Nach Übernahme allgemeiner Daten wie Produktbezeichnung, ggf. Kunde und Berechnungsdatum werden die spezifischen Zahlen eingegeben. Das beginnt mit dem Materialeinsatz und dem Gemeinkostenzuschlag. Danach folgen die Daten für Fertigungsbereiche, Vertrieb, Verwaltung, Gewinn, Rabatte usw. Alle Zuschlagssätze werden in die Spalte "Zuschlag" eingegeben, die Planzahlen für Stunden, Löhne und Sondereinzelkosten in die Spalten "Anzahl Stunden", "Stundenlohn" und "Bisherige Kostenstruktur". Das Kalkulationsschema bietet die Möglichkeit, eine manuelle und eine maschinelle Fertigungskostenstelle zu planen. Wie zuvor können Stundenlöhne über 12,41 EUR und bis zu 4 Entgeltgruppen unter 12,41 EUR geplant werden. Bei den Sozialabgaben sollte, wie im Beispiel zu sehen ist, mit Prozentwerten gearbeitet werden. Auf die Lohnsummen werden noch die Fertigungs- bzw. Restgemeinkosten aufgeschlagen. Über die Eingabe der Prozentwerte für z. B. Vertriebsgemeinkosten wird der Bruttoverkaufspreis berechnet.
Um die Situation mit Mindestlohn darzustellen, ist es nicht notwendig weiteren Eingaben vorzunehmen, wenn bei den Löhnen mit Stunden und Stundenkosten gearbeitet wird. Die Stunden werden einfach mit dem Mindestlohn von 12,00 EUR multipliziert und der Zuschlag für die Nebenkosten bezieht sich auf die höhere Lohnsumme.
Abb. 2: Auswirkungen des Mindestlohns auf den Produkt-Gewinn (Auszug Arbeitshilfe auf Basis 01.10.2022)

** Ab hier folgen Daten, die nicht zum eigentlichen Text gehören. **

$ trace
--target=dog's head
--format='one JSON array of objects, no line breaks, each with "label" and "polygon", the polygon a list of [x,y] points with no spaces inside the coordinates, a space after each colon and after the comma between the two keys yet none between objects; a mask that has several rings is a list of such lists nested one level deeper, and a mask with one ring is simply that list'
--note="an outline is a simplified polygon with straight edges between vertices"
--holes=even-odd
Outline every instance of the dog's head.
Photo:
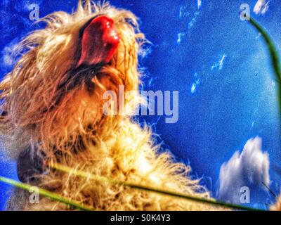
[{"label": "dog's head", "polygon": [[[89,0],[72,14],[57,12],[41,21],[46,27],[23,40],[20,60],[0,84],[1,133],[20,152],[34,143],[77,145],[81,136],[98,135],[107,120],[113,127],[118,119],[103,115],[103,93],[140,84],[143,37],[131,12]],[[126,96],[131,107],[139,103],[138,94]]]}]

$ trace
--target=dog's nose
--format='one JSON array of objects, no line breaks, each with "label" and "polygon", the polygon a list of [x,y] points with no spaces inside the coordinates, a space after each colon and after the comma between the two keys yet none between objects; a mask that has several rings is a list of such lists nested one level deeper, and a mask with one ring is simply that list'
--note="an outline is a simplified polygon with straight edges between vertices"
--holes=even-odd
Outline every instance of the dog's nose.
[{"label": "dog's nose", "polygon": [[119,41],[112,19],[105,15],[93,18],[84,30],[81,57],[77,67],[108,63]]}]

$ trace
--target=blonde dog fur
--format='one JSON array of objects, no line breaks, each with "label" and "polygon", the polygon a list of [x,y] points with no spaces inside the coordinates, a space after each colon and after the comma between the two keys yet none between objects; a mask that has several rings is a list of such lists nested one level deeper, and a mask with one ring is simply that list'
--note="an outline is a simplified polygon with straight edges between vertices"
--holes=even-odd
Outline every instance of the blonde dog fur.
[{"label": "blonde dog fur", "polygon": [[[121,38],[110,63],[93,72],[93,91],[81,80],[74,84],[65,75],[75,63],[78,34],[96,15],[115,21]],[[20,44],[21,56],[0,84],[1,142],[15,159],[30,147],[44,165],[59,162],[72,168],[123,181],[145,184],[191,195],[210,198],[188,175],[190,168],[174,162],[168,152],[159,153],[149,127],[141,128],[130,116],[105,116],[106,90],[125,86],[126,110],[143,100],[138,53],[145,41],[138,20],[131,12],[109,4],[79,2],[72,14],[56,12],[43,18],[36,30]],[[76,77],[77,78],[77,77]],[[64,88],[58,88],[64,84]],[[67,89],[67,86],[72,86]],[[59,100],[59,101],[58,101]],[[43,156],[44,155],[44,156]],[[97,210],[212,210],[211,205],[184,200],[125,186],[98,182],[51,169],[37,175],[37,185]],[[41,198],[30,204],[29,193],[15,190],[8,210],[68,210],[63,204]]]}]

Vorsicht bei Preisermittlung über Gemeinkostenzuschlagssätze
Durch die Systematik der Zuschlagskalkulation mit den Gemeinkostenzuschlagsätzen erhöht sich der Preis stärker als durch die eigentliche Lohnsteigerung. Dieser Teil der mathematisch zwar korrekt berechneten, inhaltlich aber falschen Preissteigerung, sollte man nicht einfach an seine Kunden weitergeben.